Background: Randomised trials evaluation of surgical interventions are often designed and analysed as if the outcome of individual patients is independent of the surgeon providing the intervention. There is reason to expect outcomes for patients treated by the same surgeon tend to be more similar than those under the care of another surgeon due to previous experience, individual practice, training, and infrastructure. Such a phenomenon is referred to as the clustering effect and potentially impacts on the design and analysis adopted and thereby the required sample size. The aim of this work was to inform trial design by quantifying clustering effects (at both centre and surgeon level) for various outcomes using a database of surgical trials.
Methods: Intracluster correlation coefficients (ICCs) were calculated for outcomes from a set of 10 multicentre surgical trials for a range of outcomes and different time points for clustering at both the centre and surgeon level.

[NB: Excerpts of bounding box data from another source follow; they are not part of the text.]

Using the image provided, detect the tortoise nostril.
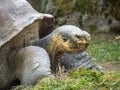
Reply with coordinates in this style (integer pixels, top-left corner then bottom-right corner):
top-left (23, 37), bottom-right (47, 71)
top-left (86, 36), bottom-right (91, 41)
top-left (75, 35), bottom-right (80, 39)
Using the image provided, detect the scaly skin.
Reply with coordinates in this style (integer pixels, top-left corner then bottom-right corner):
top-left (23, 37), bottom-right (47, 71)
top-left (60, 51), bottom-right (104, 74)
top-left (31, 25), bottom-right (91, 71)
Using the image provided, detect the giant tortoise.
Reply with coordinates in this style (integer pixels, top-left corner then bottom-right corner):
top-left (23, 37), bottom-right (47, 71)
top-left (0, 0), bottom-right (104, 90)
top-left (0, 0), bottom-right (54, 90)
top-left (0, 0), bottom-right (91, 90)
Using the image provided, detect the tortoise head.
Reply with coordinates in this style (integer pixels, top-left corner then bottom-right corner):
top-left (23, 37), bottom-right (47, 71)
top-left (54, 25), bottom-right (91, 53)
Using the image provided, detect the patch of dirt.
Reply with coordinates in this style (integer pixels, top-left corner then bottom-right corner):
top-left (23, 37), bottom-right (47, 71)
top-left (101, 62), bottom-right (120, 72)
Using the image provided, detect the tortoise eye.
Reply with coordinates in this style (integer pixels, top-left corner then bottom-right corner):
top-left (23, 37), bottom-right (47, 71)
top-left (63, 37), bottom-right (68, 42)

Results: ICCs were calculated for 198 outcomes across the 10 trials at both centre and surgeon cluster levels. The number of cases varied from 138 to 1370 across the trials. The median (range) average cluster size was 32 (9 to 51) and 6 (3 to 30) for centre and surgeon levels respectively. ICC estimates varied substantially between outcome type though uncertainty around individual ICC estimates was substantial, which was reflected in generally wide confidence intervals.
Conclusions: This database of surgical trials provides trialists with valuable information on how to design surgical trials. Our data suggests clustering of outcome is more of an issue than has been previously acknowledged. We anticipate that over time the addition of ICCs from further surgical trial datasets to our database will further inform the design of surgical trials.
© 2012 Cook et al; licensee BioMed Central Ltd.